Legal Aid, Sentencing and Punishment of Offenders Bill Debate
Full Debate: Read Full DebateLord Clinton-Davis
Main Page: Lord Clinton-Davis (Labour - Life peer)Department Debates - View all Lord Clinton-Davis's debates with the Ministry of Justice
(12 years, 9 months ago)
Lords ChamberMy Lords, my name is attached to the amendment. The points that my noble friend Lord Wigley has made on behalf of the noble Baroness, Lady Gould, are a fine illustration of why the stalking report that was published this morning is so important and its contents are so relevant to the points that have been discussed here already.
It is crucial that the backgrounds of serious and repeat offenders are seriously considered before decisions are made. Judging by the list that Napo has sent to my noble friend, there are indeed many instances of short sentences where not only has no treatment been given but there has been no effective outcome at all. One can imagine that there will be repeat offenders. On that point, I stress that in the Midlands in particular no fewer than five of these very short sentences were illustrated.
I turn to the second point, which is even more crucial: the effect on dependants. The numbers of children who have been affected in this way over generations must be into the millions. Let us think of the cycle of deprivation and the way in which their behaviour is no doubt going to reflect the less than desirable behaviour of their parents in the past.
Women prisoners tend to believe, I think with some justification, that they are given harsher and longer sentences than male prisoners. I remember visiting a women’s prison and being interviewed as a “victim”, as it were. This prison had been set up with a marvellous two-pronged system whereby you had to learn both the techniques of how an interviewing system worked in a broadcasting station and how to do the interviewing. For many of these women, who had no confidence at all in their own ability, to have to ask those kinds of questions was a big challenge. They said that they reckoned that they had tougher sentences. When you consider that many of them would no doubt have been sent with drugs in them, put there by manipulative people from outside the country as well as inside, we need to take what they were saying very seriously. I hope that the Minister will respond favourably to this amendment.
I rarely disagree with the noble Baroness, Lady Howe, but I do on this occasion. I do not think that there is any evidence that women prisoners are dealt with more harshly than men. That is a point which should not have been made because it is irrelevant. In my experience as an advocate, quite the reverse is true.
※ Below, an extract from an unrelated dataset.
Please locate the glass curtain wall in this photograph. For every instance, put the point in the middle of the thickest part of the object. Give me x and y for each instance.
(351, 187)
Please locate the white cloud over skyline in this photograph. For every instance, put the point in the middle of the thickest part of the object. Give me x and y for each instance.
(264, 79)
On the amendments, I largely agree with what the noble Lord, Lord Wigley, has said, but they would not add very much to the present practice. The probation service always gives a social history—whatever that may mean—of the offender, and it goes into great depth. It also considers the effect of sentencing on dependants. Both those points, which are relevant for debate, are irrelevant as far as the law is concerned.
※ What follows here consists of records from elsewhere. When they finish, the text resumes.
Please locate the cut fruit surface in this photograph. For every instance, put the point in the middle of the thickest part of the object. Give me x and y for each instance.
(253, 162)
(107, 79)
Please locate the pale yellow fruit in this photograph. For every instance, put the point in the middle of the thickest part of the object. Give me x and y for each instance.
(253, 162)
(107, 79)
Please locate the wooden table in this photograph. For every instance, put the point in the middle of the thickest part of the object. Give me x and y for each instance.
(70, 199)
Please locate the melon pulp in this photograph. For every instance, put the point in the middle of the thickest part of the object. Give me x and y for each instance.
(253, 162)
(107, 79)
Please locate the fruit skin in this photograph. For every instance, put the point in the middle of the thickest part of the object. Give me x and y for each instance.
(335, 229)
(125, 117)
We have heard a great deal about stalking today. Stalking is a very serious offence and we ought to consider the report, but this is not the occasion to do so.
It is essential that whatever the probation officer has to say in a case is taken seriously and in my view, it invariably is. However, that goes to show that offenders must be represented if that provision is to take effect. All too often, the offender is not represented; by and large, it is important that the points which are made in the amendments are taken into account. So I urge that, wherever possible, the defendant is represented.
I have some sympathy with Amendment 175. Listening to the noble Lord, Lord Clinton-Davis, I was taken back into the past. He said that probation reports go into great depth on the effects of sentencing on the offender. The noble Baroness, Lady Howe, spoke about reports looking into the background of offenders. That used to be so, but in a serious case in which I was involved within the past 12 months, when a verdict by the jury of murder was reduced to manslaughter, I was shocked to discover that the probation service simply interviewed my client over a video link while he was in Belmarsh prison. He was given no notice; he was spoken to for about half an hour; and the ensuing report was simply a question of assessing the risk for the purposes of an indeterminate prison sentence.
It was put before the court, and the request was made for an adjournment for a probation report to follow as it used to, with relatives being interviewed and the court being given some idea of the person’s background and some concept of why he could have committed the offence. However, I am very concerned that at the moment the pressure on the probation service is such that it is forced to take these shorthand approaches of video links with a person you have never met before, carried out by someone much younger who makes no attempt to look into the background. In my view, it is a denial of justice in the individual case.